25 Maio 2011 - A expectativa de
anistia aos desmatadores oferecida pela votação
da reforma do Código Florestal na Câmara
dos Deputados, nesta terça (24), abre espaço
para o aumento do desmatamento no Brasil, a exemplo
do que já vem acontecendo nos últimos
meses, principalmente no Mato Grosso. Mas
as mudanças propostas no relatório
ainda não estão valendo.
A aprovação é
apenas um passo da reforma proposta pelo deputado
ruralista Aldo Rebelo (PC do B/SP). O texto segue
para o Senado e, se for alterado, retorna para a
Câmara, onde pode ser modificado novamente.

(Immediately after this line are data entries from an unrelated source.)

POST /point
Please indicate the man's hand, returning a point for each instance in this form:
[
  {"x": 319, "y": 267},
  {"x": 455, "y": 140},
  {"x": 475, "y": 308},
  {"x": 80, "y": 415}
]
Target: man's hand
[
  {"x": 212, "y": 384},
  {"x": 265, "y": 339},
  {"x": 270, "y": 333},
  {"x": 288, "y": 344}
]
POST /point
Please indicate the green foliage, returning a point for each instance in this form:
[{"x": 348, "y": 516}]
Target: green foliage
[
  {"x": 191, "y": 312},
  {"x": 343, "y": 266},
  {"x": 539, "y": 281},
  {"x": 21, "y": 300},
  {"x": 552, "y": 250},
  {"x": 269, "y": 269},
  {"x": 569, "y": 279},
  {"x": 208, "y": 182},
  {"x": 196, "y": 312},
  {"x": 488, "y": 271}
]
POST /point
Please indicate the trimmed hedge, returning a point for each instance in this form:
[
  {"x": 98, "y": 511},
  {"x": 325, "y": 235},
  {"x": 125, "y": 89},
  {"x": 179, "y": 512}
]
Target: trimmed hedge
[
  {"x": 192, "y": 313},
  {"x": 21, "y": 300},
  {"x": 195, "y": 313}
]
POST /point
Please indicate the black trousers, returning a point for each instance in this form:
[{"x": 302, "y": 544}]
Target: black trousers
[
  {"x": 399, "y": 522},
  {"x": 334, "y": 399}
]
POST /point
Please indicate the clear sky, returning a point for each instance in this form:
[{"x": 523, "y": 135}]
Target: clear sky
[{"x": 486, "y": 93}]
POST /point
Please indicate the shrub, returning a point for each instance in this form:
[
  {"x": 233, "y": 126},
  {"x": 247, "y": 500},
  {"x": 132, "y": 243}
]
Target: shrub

Depois disso, a Presidência da República
ainda poderá vetar trechos ou a íntegra
do relatório. O Judiciário também
poderá modificar o texto se entender que
ele fere a Constituição.
“Este processo está apenas
começando. Por isso é importante as
pessoas se engajarem e manterem a mobilização
contra esse retrocesso. O Movimento SOS Florestas
propõe uma série de manifestações,
como a que dá “voz” às árvores.
Essa e outras ações serão decisivas
para levar aos parlamentares a mensagem da sociedade
contra o desmanche do Código Florestal”,
diz o superintendente de Conservação
do WWF-Brasil, Carlos Alberto de Mattos Scaramuzza.
De acordo com Scaramuzza, a eventual
aprovação final da versão votada
na Câmara não garante que os produtores
serão “legalizados”, embora as exigências
de proteção de florestas sejam bem
menores. “Esse é o pior dos mundos, pois
o nível de exigências foi enfraquecido
sem assegurar que a lei seja implementada, que os
produtores terão apoio ou condições
reais para atingir a regularização
ambiental”, disse.
“A aprovação da
atual proposta de reforma do Código Florestal
é uma imensa oportunidade perdida para assegurar
uma produção brasileira em bases mais
sustentáveis. Esse seria um diferencial decisivo
para a aceitação de nossos produtos
no mercado internacional. Mas, se forem associados
ao aumento do desmatamento e ao aquecimento global,
perderemos acesso a mercados”, prevê o superintendente
do WWF-Brasil.
“A Câmara dos Deputados
votou olhando para o retrovisor, olhando para o
passado e não para o futuro. Deveríamos
olhar para o promissor mercado verde, para a economia
de baixo carbono”, completa Scaramuzza.
Votação
A aprovação do texto
na Câmara dos Deputados teve apoio da oposição
e de partidos da base do Governo. Apenas PSOL e
PV mantiveram votação contra o texto
do deputado ruralista Aldo Rebelo (PCdoB-SP). Os
líderes do PT, Paulo Teixeira (SP), e do
Governo, Cândido Vacarezza (PT-SP), orientaram
as bancadas a votarem a favor do texto, ainda que
a presidente Dilma Roussef tivesse posição
divergente e tivesse dito inclusive que vetaria
o projeto, de acordo com relatos de diversas fontes.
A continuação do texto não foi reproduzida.